Altrove Buzzati descrive la condizione umana attraverso la dimensione del viaggio. Pensiamo al celebre racconto I sette messaggeri. Il protagonista parte per esplorare il regno del padre, convinto che giungerà presto ai confini. Porta con sé sette persone, le più fidate, che utilizzerà come messaggeri per rimanere in contatto con il regno. Passano le settimane, i mesi, gli anni, ma cresce in lui il sospetto che non vi siano frontiere. Sta per inviare l’ultimo messaggero che lui non rivedrà più. La conclusione, tutta contrassegnata dalla speranza, ricorda il celebre Dialogo di Cristoforo Colombo e di Pietro Gutierrez di Giacomo Leopardi. Scrive il protagonista: «Vado notando come di giorno in giorno, man mano che avanzo verso l’improbabile meta, nel cielo irraggi una luce insolita quale mai mi è apparsa, neppure nei sogni; e come le piante, i monti, i fiumi che attraversiamo, sembrino fatti di una essenza diversa da quella nostrana e l’aria rechi presagi che non so dire. Una speranza nuova mi trarrà domattina ancora più avanti». Questo viaggio instancabile ricorda quello dell’Ulisse dantesco, quello del Cristoforo Colombo leopardiano. Non è una fatica inutile, come quella di cui, invece, scrive Albert Camus nel saggio Il mito di Sisifo. Non dominano lo scetticismo e il cinismo, ma quella luce, quella speranza che sembrano non venire mai meno.

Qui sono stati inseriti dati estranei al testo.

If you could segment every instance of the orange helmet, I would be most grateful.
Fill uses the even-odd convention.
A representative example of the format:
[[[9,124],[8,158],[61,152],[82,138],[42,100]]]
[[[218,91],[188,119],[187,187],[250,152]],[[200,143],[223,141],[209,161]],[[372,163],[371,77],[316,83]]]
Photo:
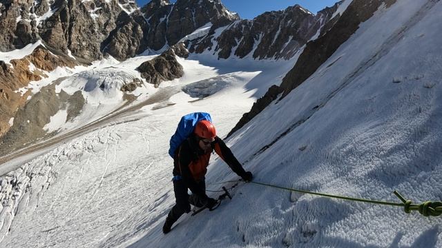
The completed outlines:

Così accade anche nel racconto Le mura di Anagoo. La città non è segnata su alcuna carta geografica, tanto che il protagonista pensa che sia una delle tante leggende. Seguendo una guida indigena, giunge, però, di fronte alle mura, ove sono accampate tante persone, in attesa che vengano aperte le porte. «Battono», dice la guida, «affinché quelli di Anagoor, udendo i colpi, vengano ad aprire. È infatti generale persuasione che se non si bussa nessuno mai aprirà». Bisogna domandare e mendicare nella vita, bisogna cercare per trovare una risposta. Ci sono i segni che la città sia abitata. Proprio lì davanti agli occhi del visitatore si levano dei fumi che «promettono ai riguardanti una felicità nuova». Lui, però, diffida e pensa che potrebbero non essere causati da uomini. La guida Magalon lo rassicura del fatto che le porte un giorno si sono aperte e vi è entrato un pellegrino. Il visitatore è ormai stanco di aspettare. Ha atteso per ventiquattro anni e ora ha deciso di tornare a casa. Chi è attendato lo rimprovera con queste parole: «Eh, amico, quanta furia! […] Un minimo di pazienza, diamine! Tu pretendi troppo dalla vita».

La natura umana è strutturata come desiderio, come attesa di un compimento delle esigenze di felicità, di verità, di giustizia del proprio cuore. Quale intensità avrebbero le nostre giornate se vissute come attesa! In questa attesa trepidante risiede la vera Grandezza dell’uomo, come recita il titolo di un bellissimo racconto di Buzzati. Un mercante che vive per le ricchezze, uno scienziato tutto dedito al sapere, un guerriero di forza ineguagliabile, un uomo che adora Dio sono messi a confronto. «La grandezza dell’uomo» emerge alla fine della storia «sta nell’umiltà della carne e nell’elevazione dello spirito». Il guerriero deve «ammettere che non» ha «mai visto un essere umano più sereno, contento e probabilmente felice» di quell’uomo che con semplicità e umiltà vive la dipendenza da Dio e Gli rende gloria.